1. Tarafların iddia, savunma ve dayandıkları belgelere, uyuşmazlığın hukuki nitelendirilmesi ile uygulanması gereken hukuk kurallarına, dava şartlarına, yargılamaya hâkim olan ilkelere, ispat kurallarına ve temyiz olunan kararda belirtilen gerekçelere göre davacı karşı davalı kadın vekilinin aşağıdaki paragrafların kapsamı dışındaki temyiz itirazları yerinde görülmemiştir.

2. Somut uyuşmazlıkta Bölge Adliye Mahkemesince her ne kadar evlilik birliğinin temelinde sarsılmasına neden olan olaylarda davacı karşı davalı kadın tam kusurlu kabul edilmişse de, fiili ayrılığın tek başına boşanma nedeni sayılamayacağı, terk hukuki sebebine dayalı olarak açılmış bir boşanma davasının da bulunmadığı dikkate alınarak kadının evi terk etmesinin kadına kusur olarak yüklenemeyeceği, diğer yandan tarafların mahkemece kabul edilen ve gerçekleşen kusurlu davranışları yanında davalı karşı davacı erkeğin davacı karşı davalı kadını aşağıladığının anlaşılmasına göre evlilik birliğinin temelinden sarsılmasına sebebiyet veren olaylarda tarafların eşit kusurlu olduklarının kabulü gerekirken yazılı olduğu şekilde davacı karşı davalı kadının tam kusurlu olduğunun kabulü doğru görülmemiş, Bölge Adliye Mahkemesi kararının kusur yönünden bozulmasına karar vermek gerekmiştir.

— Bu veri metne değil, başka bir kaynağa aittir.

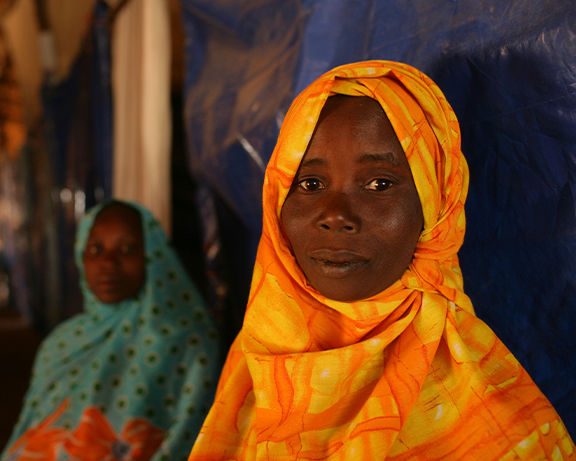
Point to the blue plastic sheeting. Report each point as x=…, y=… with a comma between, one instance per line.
x=78, y=121
x=508, y=69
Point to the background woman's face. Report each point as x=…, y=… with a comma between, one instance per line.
x=114, y=261
x=353, y=215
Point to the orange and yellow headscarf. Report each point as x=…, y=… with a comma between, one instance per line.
x=410, y=373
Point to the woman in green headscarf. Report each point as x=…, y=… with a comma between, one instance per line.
x=132, y=377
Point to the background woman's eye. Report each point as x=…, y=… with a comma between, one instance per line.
x=93, y=249
x=379, y=184
x=126, y=249
x=311, y=184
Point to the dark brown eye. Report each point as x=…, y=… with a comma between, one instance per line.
x=379, y=184
x=127, y=249
x=93, y=250
x=311, y=184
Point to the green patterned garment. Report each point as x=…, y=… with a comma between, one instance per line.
x=126, y=381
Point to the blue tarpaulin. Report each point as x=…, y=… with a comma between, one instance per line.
x=507, y=68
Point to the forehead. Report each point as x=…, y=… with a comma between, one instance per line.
x=117, y=219
x=351, y=126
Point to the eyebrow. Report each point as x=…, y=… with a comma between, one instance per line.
x=387, y=158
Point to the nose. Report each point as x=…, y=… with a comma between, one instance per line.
x=109, y=259
x=338, y=215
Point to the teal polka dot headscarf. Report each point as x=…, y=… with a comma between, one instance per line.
x=126, y=381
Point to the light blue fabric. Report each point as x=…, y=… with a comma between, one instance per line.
x=153, y=357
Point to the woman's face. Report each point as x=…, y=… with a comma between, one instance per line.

3. Yukarıda (2) numaralı bendinde açıklandığı üzere boşanmaya sebebiyet veren olaylarda taraflar eşit kusurlu olup, eşit kusurlu eş yararına maddî ve manevî tazminata hükmedilemez. Davalı karşı davacı erkek yararına 4721 sayılı Kanunu'nun 174 üncü maddesinin birinci ve ikinci maddesi koşulları somut olayda gerçekleşmemiştir. O halde davalı karşı davacı erkeğin maddî ve manevî tazminat talebinin reddine karar verilmesi gerekirken, hatalı kusur belirlemesi sonucu yazılı şekilde kabulüne karar verilmesi doğru görülmemiş, bozmayı gerektirmiştir.

VI. KARAR

Açıklanan sebeplerle;

1.Temyiz olunan Bölge Adliye Mahkemesi kararının kusur belirlemesi ve davalı karşı davacı erkek yararına hükmolunan tazminatlar yönlerinden BOZULMASINA,

2. Davacı karşı davalı kadın vekilinin bozma kapsamı dışında kalan temyiz itirazlarının reddi ile Bölge Adliye Mahkemesi kararının bozma kapsamı dışında kalan temyize konu bölümlerinin 6100 sayılı Kanun'un 370 inci maddesinin birinci fıkrası uyarınca ONANMASINA,

Peşin alınan harcın istek halinde yatırana iadesine,

Dosyanın Bölge Adliye Mahkemesine gönderilmesine,

23.01.2023 tarihinde oy birliğiyle karar verildi.